Terima kasih om berryl, waktu itu bingung kok muncul bendera arab kirain kois mau GO International sampai pakai ip arab   :: 
Bagitu tahu kena orang iseng, hubungi lewat YM ke teman2 kois yang ada dan malah OL bareng2 di YM hehehehe (terima kasih om vic  ::  )

Bravo Om berryl, dan terima kasih sudah menjaga kois dari tangan jahil bin iseng bin kurang kerjaan   ::

----------


## Satpam

> ip address nya di indonesia atau luar negeri om? .. penasaran nih..

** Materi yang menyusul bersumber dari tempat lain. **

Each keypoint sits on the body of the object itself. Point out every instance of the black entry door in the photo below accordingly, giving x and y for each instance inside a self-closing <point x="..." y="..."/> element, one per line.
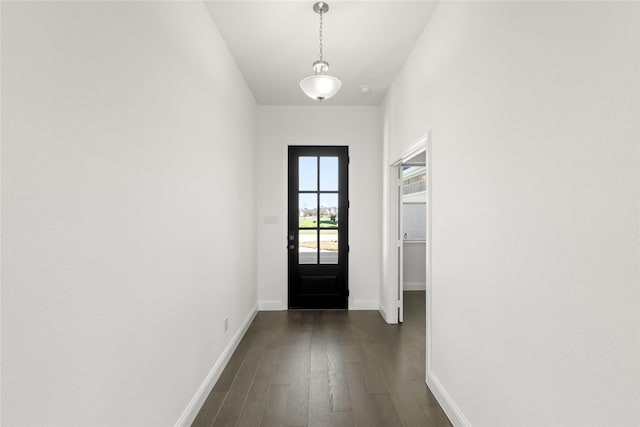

walah apa gunanya IP om datta IP bisa darimana aja yg  dipakai

----------


## Satpam

> Terima kasih buat rekan2 atas antusias nya dalam menjaga forum..
> 
> Untuk infomasi saja, jika terjadi hal2 aneh dalam forum, seperti : script error, database error, atau bahkan defacement.
> Silahkan mengirimkan email ke *[email protected]*, kami akan segera menindaklanjuti laporan2 yg ada.
> Sekali lagi terima kasih atas bantuan semua anggota forum untuk ikut serta dalam menjaga forum tercinta kita..
> 
> Salam,


apa bener nih om

----------


## Hariadi Gunawan

TOP   ::

----------


## Hariadi Gunawan

> pantesan tadi sore akses gak bisa
> gwa pikir di suspend beneran sama pihak hostingan
> ealah malah di hijack
> anyway 
> bravo om beryl untuk kerja kerasnya


Masa om Beryl men-suspend dirinya sendiri?
Wong hostingnya di tempat om Beryl   ::

----------


## iyos

> Originally Posted by rvidella
> 
> good job, om beryl
> deface teh apa yah?
> 
> 
> Deface : merubah halaman depan pada sebuah web tanpa ijin dari pemilik, pelakunya biasa disebut "hacker" atau "cracker".
> 
> 
> ...


mngkn mao coba2 nandingin kasta tertinggi kohaku om  ::  mmmh...mana bisa,,,

----------


## Hariadi Gunawan

Apakah data Username dan Password juga bocor?
Karena saya yakin pasti ada banyak user yang menggunakan username dan password yang sama untuk situs lain.

----------


## harmada

Banyak website yang di hacked oleh team ini (Dr TaiGar Team).
Cuma ngingatin bahwa securitynya sangat lemah untuk ukuran mereka.
Om Beryl mungkin perlu untuk memperketat security KOI-S, rajin2lah lah mengupdate 
dan memeriksa situs kita tercinta ini.  
hacker dan cracker dalam negeri juga banyak yang mengacak website Departemen./Pemda /organisasi
Bravo buat om Beryl dan teman2 yang menjaga KOI-S

----------


## Hariadi Gunawan

Saatnya ganti system nih   ::

----------


## vied_84

> untung pas kagak jam fitnes nich    :P


  ::   ::  

bisaaaa aj...... ditambahin lg, untung pas kagak jam tidur... :P

----------